Chief plans to open a clubhouse in San Francisco. The company has clubs for members only in Chicago, New York and Los Angeles.

Pictures lent by the boss

Laela Sturdy, a partner at CapitalG, said the company has an “incredible business model” but also benefited from the timing given the pandemic’s many stressors.

“I started hearing about Chief because I have a lot of friends who are leading women and leaders in my portfolio who joined Chief, and I was honestly impressed with the brand’s momentum and organic love that chief members showed,” Sturdy said. . “It’s very rare for members and users to talk about a platform that changes their lives.”

Childers says the company is now positioned to gain even more momentum in a post-pandemic world as people yearn for personal events.

“When everything went completely digital, the biggest thing was the democratic access,” Childers said. “You did not have to be in a certain place.
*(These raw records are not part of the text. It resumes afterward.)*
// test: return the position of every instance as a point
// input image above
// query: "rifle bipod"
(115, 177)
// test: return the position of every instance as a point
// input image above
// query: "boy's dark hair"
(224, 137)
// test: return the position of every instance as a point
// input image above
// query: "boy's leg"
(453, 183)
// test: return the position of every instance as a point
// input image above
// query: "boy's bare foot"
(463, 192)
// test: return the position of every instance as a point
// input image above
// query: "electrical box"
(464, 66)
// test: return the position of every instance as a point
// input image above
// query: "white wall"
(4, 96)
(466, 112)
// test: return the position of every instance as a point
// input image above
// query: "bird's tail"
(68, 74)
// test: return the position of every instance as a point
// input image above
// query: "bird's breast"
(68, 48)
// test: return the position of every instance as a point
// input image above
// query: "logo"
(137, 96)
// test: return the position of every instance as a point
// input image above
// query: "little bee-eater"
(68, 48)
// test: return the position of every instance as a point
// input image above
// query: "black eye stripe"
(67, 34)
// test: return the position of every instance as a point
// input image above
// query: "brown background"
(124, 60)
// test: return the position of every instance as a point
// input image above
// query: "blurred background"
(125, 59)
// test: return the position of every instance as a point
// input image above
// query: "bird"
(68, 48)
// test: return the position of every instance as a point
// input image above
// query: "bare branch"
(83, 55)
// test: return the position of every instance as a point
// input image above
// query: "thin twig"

For networks and communities, it is a huge benefit to have the opportunity to meet physically and physically. “

In April, the platform featured fireside chats only for members with Arielle Gross Samuels, the global leader of Meta’s environmental, social and corporate governance initiative, and former Netflix CMO Bozoma Saint John. The topics range from inclusion in the workplace to work-life balance.
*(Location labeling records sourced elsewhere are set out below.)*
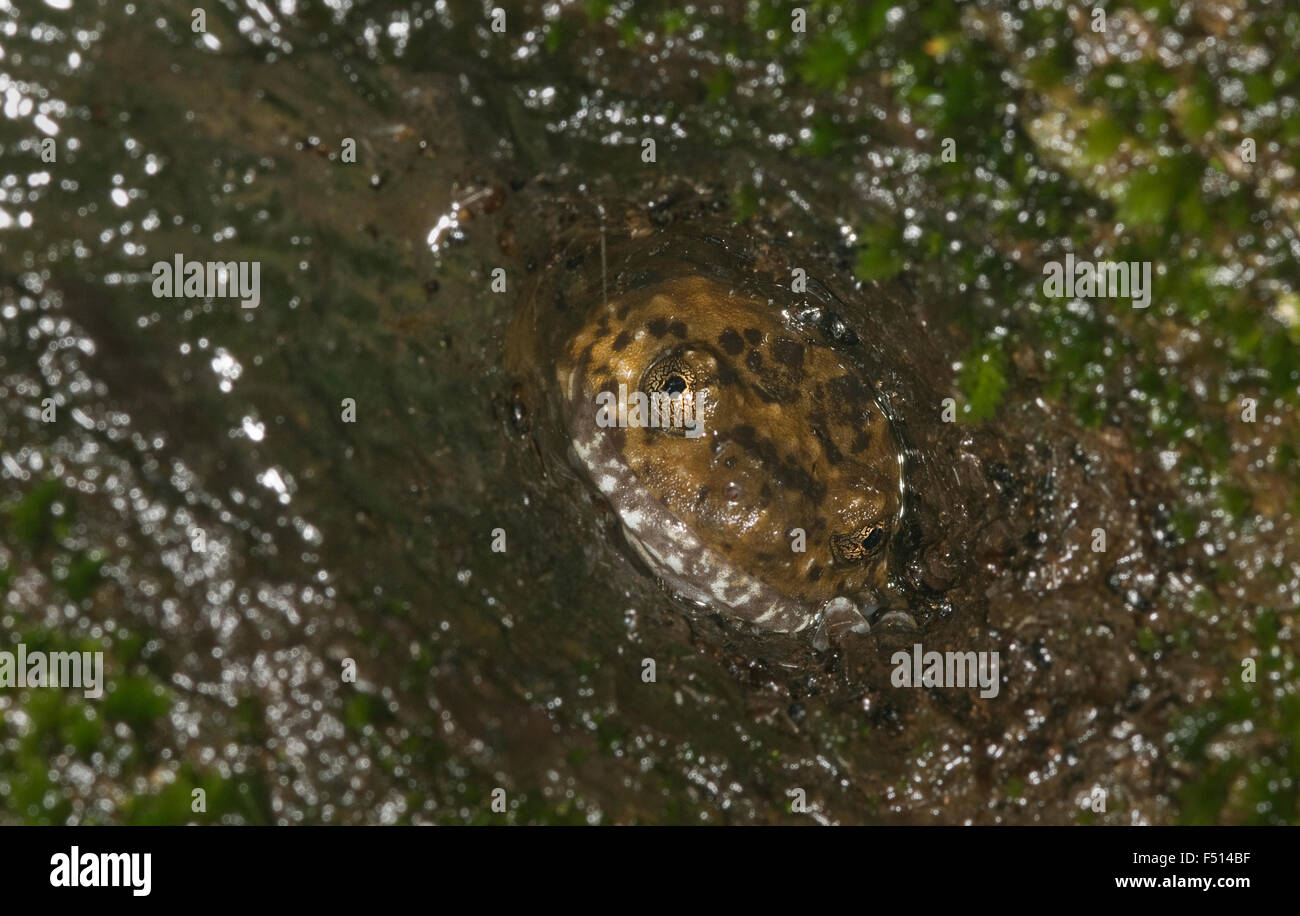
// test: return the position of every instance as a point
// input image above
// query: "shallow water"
(325, 541)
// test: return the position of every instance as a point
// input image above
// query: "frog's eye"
(857, 546)
(670, 376)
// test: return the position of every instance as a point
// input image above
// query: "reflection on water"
(241, 507)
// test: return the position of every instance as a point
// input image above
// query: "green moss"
(982, 382)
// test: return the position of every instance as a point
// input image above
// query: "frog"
(780, 494)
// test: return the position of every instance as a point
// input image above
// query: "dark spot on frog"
(731, 342)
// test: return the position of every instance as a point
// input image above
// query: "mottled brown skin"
(792, 439)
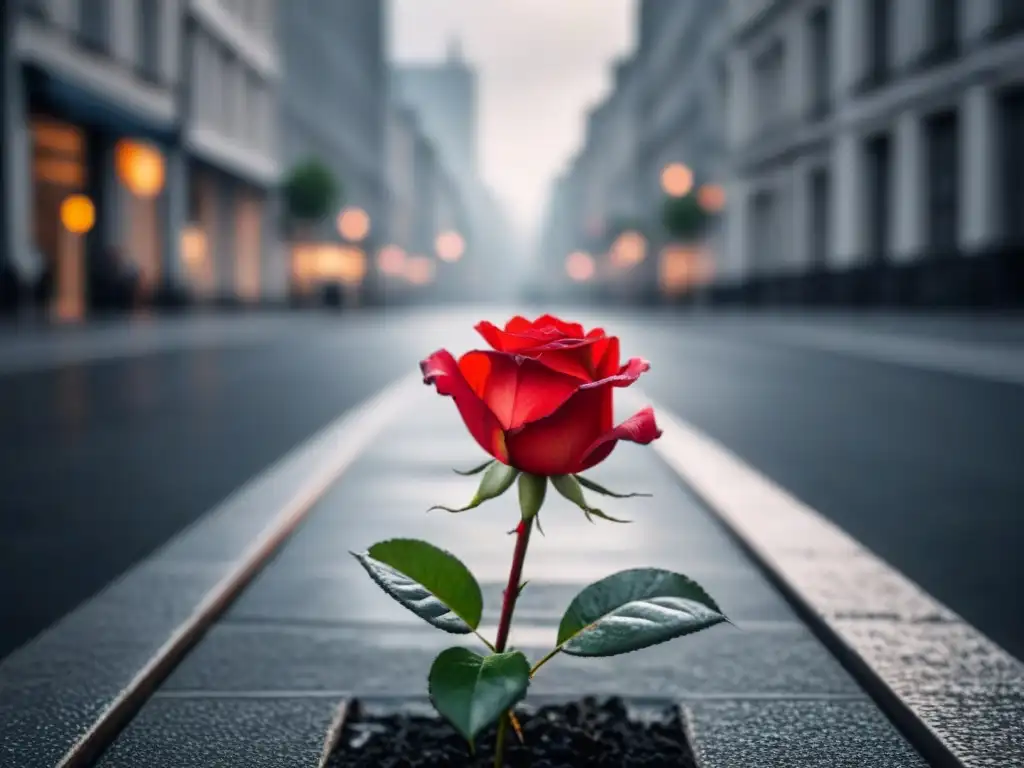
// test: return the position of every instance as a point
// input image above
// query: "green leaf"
(496, 481)
(568, 486)
(474, 470)
(472, 691)
(531, 491)
(633, 609)
(591, 485)
(431, 583)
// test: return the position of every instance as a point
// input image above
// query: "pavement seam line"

Childers said it is a particularly diverse community, with 35% of members identifying as BIPOC or black natives and coloreds.

Takes it to companies

Chief raises large amounts of capital from top venture capitalists, which means investors have expectations that the company should scale in a way that can justify a technological valuation. Other backers include General Catalyst and GGV Capital.

Chief says a big way it plans to grow is by going directly to companies. For example, it could potentially adapt features and program based on the needs of their female leaders, whether it means focusing on events or professional growth, Sturdy said.
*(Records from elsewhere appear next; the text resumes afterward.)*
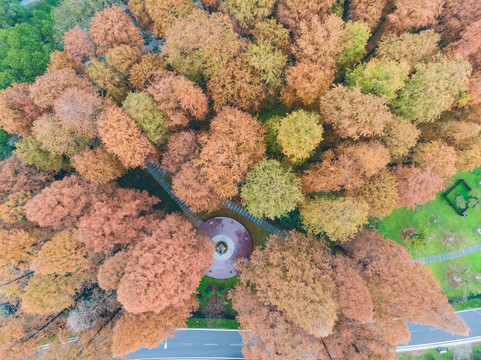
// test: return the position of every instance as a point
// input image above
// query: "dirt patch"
(408, 232)
(450, 278)
(450, 239)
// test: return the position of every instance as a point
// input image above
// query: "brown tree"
(17, 110)
(234, 144)
(165, 268)
(48, 87)
(293, 12)
(62, 255)
(123, 138)
(179, 98)
(78, 45)
(305, 296)
(16, 176)
(98, 165)
(147, 329)
(416, 186)
(354, 114)
(189, 184)
(413, 14)
(181, 148)
(437, 156)
(78, 110)
(116, 220)
(113, 27)
(112, 270)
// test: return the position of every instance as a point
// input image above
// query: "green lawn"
(432, 354)
(435, 219)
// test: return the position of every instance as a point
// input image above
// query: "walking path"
(160, 175)
(449, 255)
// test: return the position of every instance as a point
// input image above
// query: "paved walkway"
(449, 255)
(160, 175)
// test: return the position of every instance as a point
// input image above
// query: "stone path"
(160, 175)
(449, 255)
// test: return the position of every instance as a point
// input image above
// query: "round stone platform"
(231, 241)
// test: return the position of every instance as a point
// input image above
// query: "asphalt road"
(198, 344)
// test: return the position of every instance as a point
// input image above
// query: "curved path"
(227, 344)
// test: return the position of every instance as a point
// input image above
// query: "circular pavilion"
(231, 242)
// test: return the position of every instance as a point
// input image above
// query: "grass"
(214, 323)
(432, 354)
(436, 218)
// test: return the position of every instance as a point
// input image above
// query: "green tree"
(299, 133)
(11, 13)
(432, 89)
(339, 218)
(141, 107)
(379, 77)
(270, 191)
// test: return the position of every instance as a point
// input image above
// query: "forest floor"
(440, 229)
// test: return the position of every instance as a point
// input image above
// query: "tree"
(409, 48)
(339, 218)
(117, 219)
(141, 72)
(345, 167)
(62, 255)
(293, 12)
(31, 152)
(299, 134)
(181, 148)
(24, 54)
(237, 84)
(64, 202)
(78, 110)
(12, 13)
(12, 207)
(50, 294)
(270, 335)
(123, 138)
(369, 11)
(78, 45)
(411, 14)
(248, 13)
(438, 156)
(379, 77)
(269, 191)
(306, 296)
(165, 13)
(199, 44)
(122, 57)
(71, 13)
(234, 144)
(354, 114)
(416, 186)
(148, 329)
(16, 176)
(400, 135)
(17, 110)
(142, 108)
(180, 99)
(381, 193)
(112, 270)
(50, 86)
(113, 27)
(189, 184)
(55, 139)
(98, 165)
(107, 79)
(177, 256)
(443, 79)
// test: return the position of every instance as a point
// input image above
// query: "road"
(199, 344)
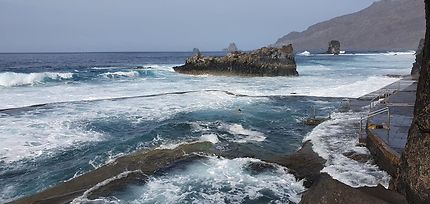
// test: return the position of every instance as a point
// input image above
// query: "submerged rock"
(327, 190)
(262, 62)
(303, 164)
(196, 52)
(231, 48)
(134, 168)
(333, 47)
(416, 67)
(259, 167)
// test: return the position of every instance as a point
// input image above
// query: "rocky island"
(333, 47)
(261, 62)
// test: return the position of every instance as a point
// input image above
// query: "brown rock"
(326, 190)
(304, 164)
(414, 177)
(262, 62)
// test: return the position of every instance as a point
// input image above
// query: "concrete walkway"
(401, 111)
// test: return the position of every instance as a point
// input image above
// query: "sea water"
(65, 114)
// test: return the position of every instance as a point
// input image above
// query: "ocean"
(65, 114)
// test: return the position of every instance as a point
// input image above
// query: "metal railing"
(373, 114)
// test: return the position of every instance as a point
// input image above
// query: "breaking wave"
(10, 79)
(337, 137)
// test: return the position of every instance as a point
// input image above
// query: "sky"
(157, 25)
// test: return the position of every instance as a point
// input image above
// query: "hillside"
(385, 25)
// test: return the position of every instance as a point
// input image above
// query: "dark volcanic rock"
(362, 158)
(414, 178)
(196, 51)
(416, 68)
(385, 25)
(326, 190)
(304, 164)
(231, 48)
(333, 47)
(262, 62)
(129, 169)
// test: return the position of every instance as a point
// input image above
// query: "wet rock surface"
(129, 169)
(231, 48)
(326, 190)
(262, 62)
(304, 164)
(416, 67)
(414, 173)
(363, 158)
(333, 47)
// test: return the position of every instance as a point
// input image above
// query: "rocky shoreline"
(305, 164)
(259, 63)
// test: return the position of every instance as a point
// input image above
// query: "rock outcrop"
(333, 47)
(326, 190)
(262, 62)
(416, 68)
(196, 51)
(231, 48)
(385, 25)
(414, 172)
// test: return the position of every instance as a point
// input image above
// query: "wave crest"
(10, 79)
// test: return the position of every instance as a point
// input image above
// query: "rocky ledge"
(333, 47)
(262, 62)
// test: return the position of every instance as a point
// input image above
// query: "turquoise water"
(65, 114)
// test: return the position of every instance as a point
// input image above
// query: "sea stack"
(333, 47)
(196, 51)
(262, 62)
(231, 48)
(416, 67)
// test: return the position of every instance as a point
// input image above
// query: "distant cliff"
(385, 25)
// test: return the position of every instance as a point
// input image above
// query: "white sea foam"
(238, 132)
(242, 135)
(84, 197)
(332, 139)
(213, 138)
(43, 132)
(216, 180)
(121, 74)
(305, 53)
(8, 79)
(355, 89)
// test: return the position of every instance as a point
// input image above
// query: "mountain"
(385, 25)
Chief plans to open a clubhouse in San Francisco. The company has clubs for members only in Chicago, New York and Los Angeles.

Pictures lent by the boss

“We really want to make deep investments in building relationships with these companies so that sponsorship becomes a no-brainer of a company you are employed in,” Childers said. “There are many opportunities to think about where Chief is even outside the United States”

Sturdy has a role to play in the expansion. She’s seen 10 of her investments turn into companies worth $ 1 billion or more in the past year, and she’s spent more than a decade at Google in various leadership roles. She said the Chief can serve as a valuable retention tool as companies consider ways to maintain their best results.

“The exciting thing about this expansion is the vision of going into Google or Nike and saying, ‘Hi, there are already five, 10, 20 of your executives who are Chief Members, and here are all the ways we can expand to serve more of your population, “Sturdy said.